Researchers at Duke University have developed a new system called SonicSense, which allows robots to interpret objects through vibrations, mimicking a human-like sense of touch. The system, to be presented at the Conference on Robot Learning (CoRL 2024), enables robots to identify materials, understand shapes, and recognize objects based on vibrations detected through contact microphones embedded in their fingertips.
SonicSense works by detecting and recording vibrations when the robotic hand interacts with an object. The system uses these signals to analyze the object’s material and shape, employing artificial intelligence to make these determinations. In tests, SonicSense was able to count dice inside a box, measure the liquid inside a bottle, and reconstruct 3D shapes by tapping on the object. This acoustic-based approach complements vision-based systems by offering robots additional layers of sensory information that the eye may overlook.

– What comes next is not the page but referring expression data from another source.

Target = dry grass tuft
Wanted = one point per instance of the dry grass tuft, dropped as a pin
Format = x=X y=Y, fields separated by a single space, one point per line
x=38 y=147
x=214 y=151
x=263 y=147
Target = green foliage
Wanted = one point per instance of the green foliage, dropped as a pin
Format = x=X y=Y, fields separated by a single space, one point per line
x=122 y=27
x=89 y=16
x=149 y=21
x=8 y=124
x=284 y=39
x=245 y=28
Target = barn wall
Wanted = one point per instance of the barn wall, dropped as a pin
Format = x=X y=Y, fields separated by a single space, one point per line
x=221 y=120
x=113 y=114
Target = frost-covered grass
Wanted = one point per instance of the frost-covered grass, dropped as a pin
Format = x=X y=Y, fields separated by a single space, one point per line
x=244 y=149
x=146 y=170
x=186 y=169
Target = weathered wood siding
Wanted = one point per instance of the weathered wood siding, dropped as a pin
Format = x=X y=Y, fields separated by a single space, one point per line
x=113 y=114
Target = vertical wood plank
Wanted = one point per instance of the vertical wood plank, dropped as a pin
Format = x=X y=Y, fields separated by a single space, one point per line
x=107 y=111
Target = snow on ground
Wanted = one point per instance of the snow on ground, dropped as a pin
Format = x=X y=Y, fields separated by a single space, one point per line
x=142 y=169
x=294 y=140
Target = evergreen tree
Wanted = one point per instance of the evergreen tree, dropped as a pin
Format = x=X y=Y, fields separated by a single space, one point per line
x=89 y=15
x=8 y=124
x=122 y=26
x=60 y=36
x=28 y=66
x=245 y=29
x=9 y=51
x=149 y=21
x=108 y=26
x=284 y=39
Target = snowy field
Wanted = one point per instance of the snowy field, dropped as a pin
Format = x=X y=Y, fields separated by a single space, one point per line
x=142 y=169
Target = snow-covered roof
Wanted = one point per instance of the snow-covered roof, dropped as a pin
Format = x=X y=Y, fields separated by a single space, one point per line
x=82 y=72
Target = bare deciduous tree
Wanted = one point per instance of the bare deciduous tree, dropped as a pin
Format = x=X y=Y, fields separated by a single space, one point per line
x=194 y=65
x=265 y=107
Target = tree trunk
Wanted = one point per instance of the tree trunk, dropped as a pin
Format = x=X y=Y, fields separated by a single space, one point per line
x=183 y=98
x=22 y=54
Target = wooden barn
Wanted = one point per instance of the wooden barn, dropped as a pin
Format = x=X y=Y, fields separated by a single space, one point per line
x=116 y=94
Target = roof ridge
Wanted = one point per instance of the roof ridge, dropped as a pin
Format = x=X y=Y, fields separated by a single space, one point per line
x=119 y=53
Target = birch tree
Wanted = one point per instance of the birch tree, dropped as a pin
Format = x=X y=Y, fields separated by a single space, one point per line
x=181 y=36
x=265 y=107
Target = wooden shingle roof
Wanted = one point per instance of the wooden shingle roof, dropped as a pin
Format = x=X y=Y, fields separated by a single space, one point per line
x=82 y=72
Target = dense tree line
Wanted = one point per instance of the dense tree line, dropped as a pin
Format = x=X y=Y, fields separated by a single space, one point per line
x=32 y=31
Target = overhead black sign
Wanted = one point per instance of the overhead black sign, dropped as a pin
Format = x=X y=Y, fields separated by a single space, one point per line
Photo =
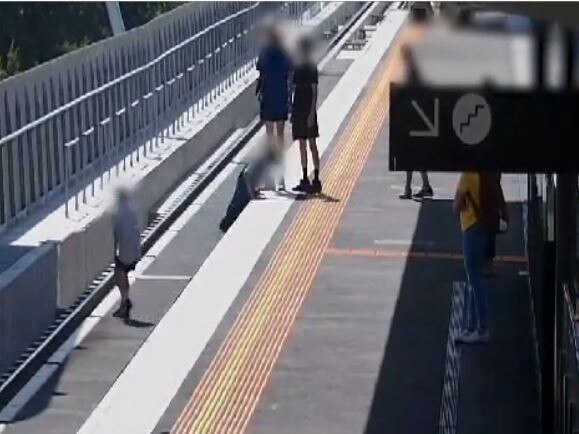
x=461 y=129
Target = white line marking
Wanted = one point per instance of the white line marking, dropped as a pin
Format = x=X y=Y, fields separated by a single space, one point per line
x=405 y=243
x=163 y=277
x=137 y=400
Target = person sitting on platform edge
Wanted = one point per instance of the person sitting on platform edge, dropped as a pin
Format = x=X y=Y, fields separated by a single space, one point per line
x=127 y=244
x=304 y=116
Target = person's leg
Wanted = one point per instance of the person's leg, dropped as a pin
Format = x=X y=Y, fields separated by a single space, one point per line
x=304 y=184
x=489 y=253
x=280 y=126
x=426 y=190
x=269 y=134
x=122 y=281
x=317 y=184
x=474 y=244
x=407 y=194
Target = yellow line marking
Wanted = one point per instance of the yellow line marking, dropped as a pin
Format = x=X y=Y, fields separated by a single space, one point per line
x=229 y=391
x=401 y=254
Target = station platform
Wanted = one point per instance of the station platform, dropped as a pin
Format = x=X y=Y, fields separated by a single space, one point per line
x=321 y=314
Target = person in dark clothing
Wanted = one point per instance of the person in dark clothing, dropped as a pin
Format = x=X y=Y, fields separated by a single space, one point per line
x=274 y=66
x=413 y=77
x=304 y=117
x=498 y=201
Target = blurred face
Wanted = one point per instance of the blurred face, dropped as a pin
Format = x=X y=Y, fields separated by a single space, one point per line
x=122 y=197
x=304 y=51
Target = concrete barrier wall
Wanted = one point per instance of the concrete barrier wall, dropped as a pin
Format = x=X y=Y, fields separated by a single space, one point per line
x=54 y=275
x=86 y=253
x=28 y=299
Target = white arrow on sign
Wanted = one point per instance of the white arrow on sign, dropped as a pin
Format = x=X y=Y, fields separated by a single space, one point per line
x=432 y=130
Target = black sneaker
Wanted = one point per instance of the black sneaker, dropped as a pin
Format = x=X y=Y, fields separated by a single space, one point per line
x=303 y=186
x=124 y=310
x=316 y=186
x=406 y=195
x=128 y=308
x=424 y=193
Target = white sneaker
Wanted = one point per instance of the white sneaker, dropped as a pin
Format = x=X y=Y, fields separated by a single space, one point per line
x=474 y=337
x=281 y=184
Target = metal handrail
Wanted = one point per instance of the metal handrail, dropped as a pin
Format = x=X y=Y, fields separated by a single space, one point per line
x=117 y=80
x=128 y=115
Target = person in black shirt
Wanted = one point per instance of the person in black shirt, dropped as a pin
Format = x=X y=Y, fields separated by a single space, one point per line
x=304 y=117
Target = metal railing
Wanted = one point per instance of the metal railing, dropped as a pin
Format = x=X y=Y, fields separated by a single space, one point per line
x=69 y=134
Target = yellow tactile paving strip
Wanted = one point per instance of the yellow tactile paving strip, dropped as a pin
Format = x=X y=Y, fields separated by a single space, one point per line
x=229 y=391
x=402 y=254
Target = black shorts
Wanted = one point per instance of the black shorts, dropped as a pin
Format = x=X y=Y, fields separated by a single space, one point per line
x=124 y=267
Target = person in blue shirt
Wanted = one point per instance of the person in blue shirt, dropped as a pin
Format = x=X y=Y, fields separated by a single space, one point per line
x=275 y=67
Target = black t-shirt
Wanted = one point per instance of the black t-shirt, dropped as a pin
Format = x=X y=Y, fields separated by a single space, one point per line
x=304 y=77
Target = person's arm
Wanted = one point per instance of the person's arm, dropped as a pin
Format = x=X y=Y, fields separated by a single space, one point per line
x=504 y=208
x=312 y=114
x=290 y=82
x=461 y=193
x=259 y=67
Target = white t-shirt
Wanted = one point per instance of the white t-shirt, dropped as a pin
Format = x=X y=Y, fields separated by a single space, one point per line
x=127 y=235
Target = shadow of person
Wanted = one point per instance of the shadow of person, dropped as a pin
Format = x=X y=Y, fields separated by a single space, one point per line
x=326 y=197
x=135 y=323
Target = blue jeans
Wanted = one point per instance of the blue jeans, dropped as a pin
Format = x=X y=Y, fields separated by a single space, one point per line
x=474 y=243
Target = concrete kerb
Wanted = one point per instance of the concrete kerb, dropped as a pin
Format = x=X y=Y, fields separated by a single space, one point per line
x=56 y=279
x=85 y=253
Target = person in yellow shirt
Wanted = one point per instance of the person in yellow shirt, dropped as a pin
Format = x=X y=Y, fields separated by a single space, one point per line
x=475 y=236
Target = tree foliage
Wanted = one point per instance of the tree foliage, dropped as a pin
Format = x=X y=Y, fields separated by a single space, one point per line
x=34 y=32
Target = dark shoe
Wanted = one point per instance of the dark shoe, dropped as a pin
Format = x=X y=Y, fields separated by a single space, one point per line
x=119 y=312
x=128 y=308
x=124 y=310
x=316 y=186
x=303 y=186
x=406 y=195
x=424 y=193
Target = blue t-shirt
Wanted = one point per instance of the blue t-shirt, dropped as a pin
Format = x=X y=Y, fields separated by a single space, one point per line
x=274 y=67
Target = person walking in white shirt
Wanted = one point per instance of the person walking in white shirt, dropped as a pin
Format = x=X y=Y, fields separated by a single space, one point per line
x=127 y=237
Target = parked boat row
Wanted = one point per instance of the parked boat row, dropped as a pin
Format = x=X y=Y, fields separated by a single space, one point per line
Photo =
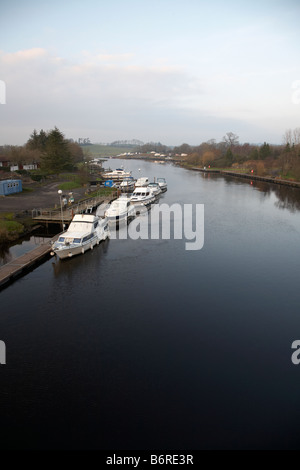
x=87 y=230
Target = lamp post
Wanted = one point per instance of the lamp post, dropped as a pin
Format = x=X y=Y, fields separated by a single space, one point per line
x=62 y=215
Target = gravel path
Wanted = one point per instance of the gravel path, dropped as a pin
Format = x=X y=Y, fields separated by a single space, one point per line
x=41 y=198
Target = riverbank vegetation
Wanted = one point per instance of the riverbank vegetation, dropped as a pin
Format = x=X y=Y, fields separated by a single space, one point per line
x=281 y=161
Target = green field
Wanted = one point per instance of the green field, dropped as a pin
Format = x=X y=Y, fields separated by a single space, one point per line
x=97 y=150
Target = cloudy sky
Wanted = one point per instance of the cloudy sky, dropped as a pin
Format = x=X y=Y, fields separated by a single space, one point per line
x=172 y=71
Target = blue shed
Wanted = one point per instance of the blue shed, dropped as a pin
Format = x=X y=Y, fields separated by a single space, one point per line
x=10 y=187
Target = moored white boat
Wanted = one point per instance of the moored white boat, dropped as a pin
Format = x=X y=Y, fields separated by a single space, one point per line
x=120 y=210
x=118 y=174
x=162 y=184
x=142 y=196
x=142 y=182
x=85 y=231
x=127 y=184
x=155 y=188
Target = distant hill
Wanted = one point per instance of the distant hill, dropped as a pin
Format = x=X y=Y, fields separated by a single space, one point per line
x=104 y=150
x=126 y=143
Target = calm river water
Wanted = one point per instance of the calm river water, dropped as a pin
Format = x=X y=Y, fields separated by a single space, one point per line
x=144 y=345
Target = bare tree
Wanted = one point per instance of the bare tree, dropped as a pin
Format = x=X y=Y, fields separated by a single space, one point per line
x=231 y=139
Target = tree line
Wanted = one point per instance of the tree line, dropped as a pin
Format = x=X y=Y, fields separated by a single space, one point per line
x=229 y=153
x=50 y=149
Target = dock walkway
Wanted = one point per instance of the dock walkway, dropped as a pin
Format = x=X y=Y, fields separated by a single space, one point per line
x=17 y=267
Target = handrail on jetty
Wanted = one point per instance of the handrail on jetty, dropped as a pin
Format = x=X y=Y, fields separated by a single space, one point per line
x=67 y=213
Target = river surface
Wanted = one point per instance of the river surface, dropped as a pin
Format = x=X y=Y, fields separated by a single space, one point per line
x=142 y=344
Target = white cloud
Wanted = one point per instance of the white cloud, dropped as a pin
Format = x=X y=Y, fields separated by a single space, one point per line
x=115 y=96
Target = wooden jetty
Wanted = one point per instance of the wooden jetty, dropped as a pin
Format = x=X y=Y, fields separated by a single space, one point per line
x=19 y=266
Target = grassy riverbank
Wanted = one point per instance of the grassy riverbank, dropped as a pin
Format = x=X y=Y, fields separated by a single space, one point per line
x=14 y=226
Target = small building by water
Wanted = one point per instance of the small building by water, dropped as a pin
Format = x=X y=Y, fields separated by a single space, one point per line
x=10 y=187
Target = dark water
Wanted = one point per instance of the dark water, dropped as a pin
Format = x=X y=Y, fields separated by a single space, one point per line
x=9 y=253
x=144 y=345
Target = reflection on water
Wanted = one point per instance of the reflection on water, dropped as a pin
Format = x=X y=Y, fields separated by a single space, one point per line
x=286 y=197
x=9 y=252
x=140 y=344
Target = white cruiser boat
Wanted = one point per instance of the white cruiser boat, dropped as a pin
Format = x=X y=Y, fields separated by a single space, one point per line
x=85 y=231
x=155 y=188
x=118 y=174
x=120 y=210
x=142 y=196
x=163 y=184
x=141 y=182
x=127 y=184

The system features four-fingered robotic hands, each equipped with touch-based microphones, which help reduce interference from external noise. Its ability to function independently in open lab settings distinguishes it from earlier efforts that were often limited to controlled environments. SonicSense also has practical advantages, with its low-cost components, including standard microphones used in musical instruments, keeping the construction cost at just over $200.
Looking ahead, the research team aims to enhance SonicSense’s capabilities for dynamic, cluttered environments and refine its robotic hand for more complex tasks involving multiple sensory inputs. The goal is to further expand the system’s sensory abilities, enabling robots to perform nuanced tasks with human-like adaptability in real-world situations.